Generally speaking there are two new settings in WCF that you care about when you want to work with (claims-based) identity.
WCF in 4.5 can operate in two modes: “classic” and “WIF” (not the official names). In classic modes everything works like in pre-4.5 WCF (besides that the principals and identities derive from the claims base classes).
In “WIF” mode, the security token handler pipeline we know (and love) from WIF is used – this also includes things like ClaimsAuthenticationManager and ClaimsAuthorizationManager. This is equivalent to calling FederatedServiceCredentials.ConfigureServiceHost() in WIF.
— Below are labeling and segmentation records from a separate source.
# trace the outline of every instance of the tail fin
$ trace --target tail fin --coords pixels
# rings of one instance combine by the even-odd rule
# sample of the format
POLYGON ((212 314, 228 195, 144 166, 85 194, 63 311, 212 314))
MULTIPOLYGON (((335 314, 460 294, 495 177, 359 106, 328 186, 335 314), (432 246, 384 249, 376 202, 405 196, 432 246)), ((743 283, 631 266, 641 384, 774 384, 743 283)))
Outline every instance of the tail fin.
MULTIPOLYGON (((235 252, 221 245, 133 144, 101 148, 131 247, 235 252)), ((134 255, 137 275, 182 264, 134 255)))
You choose between the two modes by setting the UseIdentityConfiguration property on the ServiceCredentials behavior. This tells WCF to get its token handling configuration from the <system.identityModel> configuration section. Internally this replaces the standard ServiceCredentials with FederatedServiceCredentials (like in WIF).
WCF’ usage of IPrincipal and Thread.CurrentPrincipal was always weird (and just wrong as it turns out) to start with. Without going into details – there is a new principal permission mode called Always. It is called always – because you should always use it ;)
What Always does is, it always sets Thread.CurrentPrincipal to the client’s claims-based identity.
In the next posts I will go through some common (and sensible) scenarios for WCF and show how you deal with identity.